保存用に回す分は確保出来ても、余裕があるとは言い難い。
そんな中で――
俺の視線は、一つの畑に留まっていた。
「……蕪、か」
成長は去年より遅い。
だが、葉はしっかりしている。
根も、問題無く太り始めている。
決して好条件では無い。
それでも、この気候の中で「普通」に育っている。
「やっぱり、か……」
俺は小さく息を吐いた。この年、この気候、この流れ。あの時には無かった作物。
だからこそ、俺の記憶にもはっきりと残っていない存在。
だが今、目の前で答えを示している。
全てが駄目になる訳じゃない。
選んだ物だけが、生き残る。
この凶作の年は――まだ、終わっていない。
領主の元に、商人から恐ろしい情報がもたらされた。
それは噂話などではない。
複数の商人が、同じ内容を持ち込んできた事で裏が取れた。
ここから遠く離れた領地で――
税収を引き上げる、との通告が出されたらしい。
「……なっ」
思わず声が漏れた。
税を上げるという事は、余裕があるという判断だ。だが、この状況でそれをやる理由は一つしかない。
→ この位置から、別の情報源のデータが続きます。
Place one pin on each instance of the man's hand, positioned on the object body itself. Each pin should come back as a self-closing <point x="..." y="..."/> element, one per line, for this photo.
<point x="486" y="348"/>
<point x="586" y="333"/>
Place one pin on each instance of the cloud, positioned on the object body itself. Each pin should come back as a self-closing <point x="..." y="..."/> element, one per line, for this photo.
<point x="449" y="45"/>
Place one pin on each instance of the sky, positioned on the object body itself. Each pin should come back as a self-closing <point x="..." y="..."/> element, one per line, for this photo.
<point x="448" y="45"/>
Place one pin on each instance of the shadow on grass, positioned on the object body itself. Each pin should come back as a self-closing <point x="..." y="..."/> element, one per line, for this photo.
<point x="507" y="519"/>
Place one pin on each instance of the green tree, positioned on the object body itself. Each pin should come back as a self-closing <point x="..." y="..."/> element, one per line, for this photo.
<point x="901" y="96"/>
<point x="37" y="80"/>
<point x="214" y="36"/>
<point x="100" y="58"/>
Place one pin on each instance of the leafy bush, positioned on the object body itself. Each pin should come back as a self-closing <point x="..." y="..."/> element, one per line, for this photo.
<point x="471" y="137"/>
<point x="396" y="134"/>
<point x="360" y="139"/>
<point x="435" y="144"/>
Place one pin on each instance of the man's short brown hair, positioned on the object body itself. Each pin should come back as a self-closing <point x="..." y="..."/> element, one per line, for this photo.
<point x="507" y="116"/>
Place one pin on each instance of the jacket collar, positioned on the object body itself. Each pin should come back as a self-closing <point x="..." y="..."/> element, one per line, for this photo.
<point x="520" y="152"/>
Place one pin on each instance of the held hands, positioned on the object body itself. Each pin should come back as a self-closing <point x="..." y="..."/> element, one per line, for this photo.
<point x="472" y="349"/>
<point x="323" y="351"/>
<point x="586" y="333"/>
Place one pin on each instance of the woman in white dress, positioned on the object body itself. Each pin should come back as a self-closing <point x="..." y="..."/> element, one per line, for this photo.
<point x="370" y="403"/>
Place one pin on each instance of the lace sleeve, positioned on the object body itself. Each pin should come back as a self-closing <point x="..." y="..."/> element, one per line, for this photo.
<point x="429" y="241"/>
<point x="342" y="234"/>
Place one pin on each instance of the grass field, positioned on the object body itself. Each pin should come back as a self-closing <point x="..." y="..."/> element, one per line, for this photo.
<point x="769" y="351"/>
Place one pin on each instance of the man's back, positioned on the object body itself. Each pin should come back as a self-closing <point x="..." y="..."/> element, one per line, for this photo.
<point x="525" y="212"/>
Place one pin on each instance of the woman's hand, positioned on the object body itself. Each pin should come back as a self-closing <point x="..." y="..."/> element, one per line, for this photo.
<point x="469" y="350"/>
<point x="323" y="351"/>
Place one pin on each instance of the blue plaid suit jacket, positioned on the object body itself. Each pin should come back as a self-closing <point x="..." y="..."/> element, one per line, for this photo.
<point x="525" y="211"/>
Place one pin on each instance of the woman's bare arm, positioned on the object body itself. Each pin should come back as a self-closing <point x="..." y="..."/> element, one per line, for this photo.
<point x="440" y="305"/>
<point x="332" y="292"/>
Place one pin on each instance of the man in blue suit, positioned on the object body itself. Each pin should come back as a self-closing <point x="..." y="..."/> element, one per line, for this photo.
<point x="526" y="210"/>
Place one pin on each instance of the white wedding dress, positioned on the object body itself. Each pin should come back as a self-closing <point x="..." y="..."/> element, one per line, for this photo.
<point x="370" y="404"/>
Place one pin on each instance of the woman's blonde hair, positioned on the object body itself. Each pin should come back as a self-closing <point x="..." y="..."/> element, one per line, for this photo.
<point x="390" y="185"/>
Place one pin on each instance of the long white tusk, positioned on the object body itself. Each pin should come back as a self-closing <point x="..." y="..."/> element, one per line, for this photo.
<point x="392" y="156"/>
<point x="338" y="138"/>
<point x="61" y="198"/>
帳簿上では、まだ“問題は起きていない”と判断している。備蓄がある。今年も何とかなる。そう信じて、いや、そう“装って”いるのだ。
だが現場は違う。作物は確実に育っていない。それでも税を上げれば、農家は無理をする。売る。削る。隠す。そして――壊れる。
「これで……確定だな」
始まってしまったのだ。凶作だけでは終わらない、本当の地獄が。
我が領は、まだ耐えられる。
だが――王国全体は、これからだ。